The British socialite will be sentenced on only three counts after Judge Alison Nathan agreed that two of the conspiracy counts she faced were repetitive.
Prosecutors have asked the judge to sentence Maxwell to 30 to 55 years in prison, which is on par with federal sentencing guidelines, though the probation department recommended 20 years.
Maxwell’s attorneys requested a more lenient sentence of between 4.25 and 5.25 years in prison, calling it a “travesty of justice” if Maxwell faces a sentence more appropriate for Epstein himself.
Prior to the sentence, a number of victim impact statements will be read to the court. The judge granted requests from eight women to give victim impact statements either in writing or in person at the sentencing.
The sentencing represents a pivotal moment in an international sex trafficking case that stretched over decades and exemplified the ways that the rich and powerful can avoid consequences for their actions.
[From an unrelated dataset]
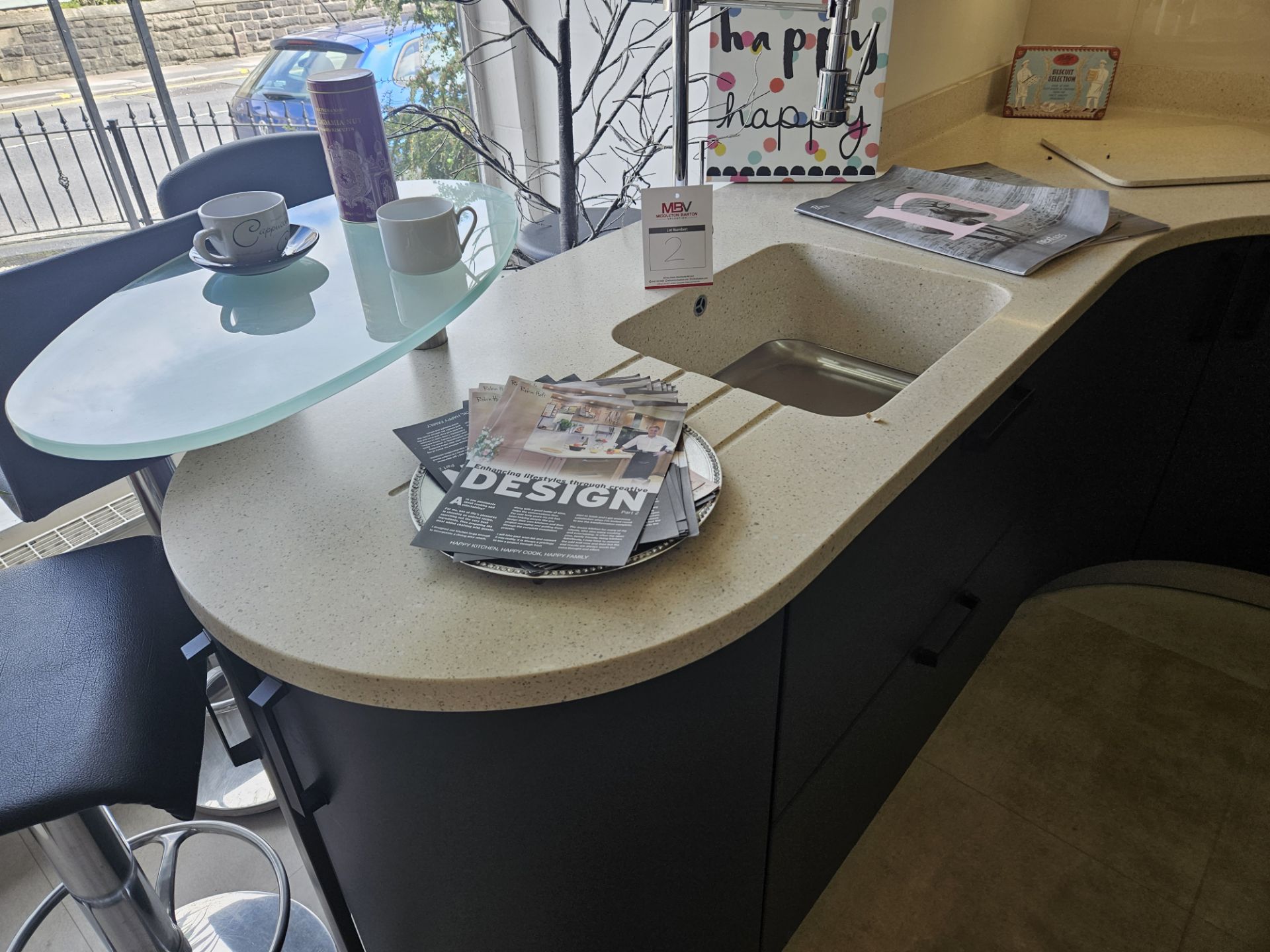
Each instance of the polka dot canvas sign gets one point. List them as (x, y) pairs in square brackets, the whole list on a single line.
[(763, 66)]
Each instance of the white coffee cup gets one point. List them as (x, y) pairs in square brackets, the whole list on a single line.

Epstein, who pleaded guilty in 2008 to state prostitution charges, was indicted on federal sex trafficking charges in July 2019 but died by suicide in prison a month later.
Maxwell, Epstein’s former girlfriend and longtime associate, has been detained since her arrest in July 2020. Her attorneys say her time behind bars has been a “disproportionate pre-sentence punishment” that will not end now that she’s housed with the general population.
“Ms. Maxwell has already experienced hard time during detention under conditions far more onerous and punitive than any experienced by a typical pretrial detainee, and she is preparing to spend significantly more time behind bars,” Maxwell’s attorneys said in their sentencing recommendation. “Her life has been ruined. Since Epstein’s death, her life has been threatened and death threats continue while she is incarcerated.”
Prosecutors disputed Maxwell’s claims of maltreatment at the Metropolitan Detention Center. They said in their sentencing recommendation that Maxwell has “enjoyed remarkable privileges as a high-profile inmate that vastly exceed the benefits accorded to the average inmate,” including access to a private shower, television, desktop computer, laptop and her own space to spend time outside of her cell.
Officials at the Brooklyn detention facility where Maxwell is being housed said she was placed on suicide watch over the weekend after they grew concerned she was at “heightened risk of self-harm” ahead of her sentencing.
Prosecutors said Maxwell refused to answer questions from psychology staff about why she fears for her safety but did tell staff she was not suicidal. Prosecutors said the warden told them she would remain on suicide watch until she is “no longer at heightened risk of self-harm.”
A fellow inmate wrote a letter to the judge praising Maxwell’s positive interactions with other prisoners and her volunteer work teaching yoga and helping inmates obtain their GED diploma.
“It’s important to know that there are also positive opinions, some of which are among inmates in the unit,” the inmate said in her letter.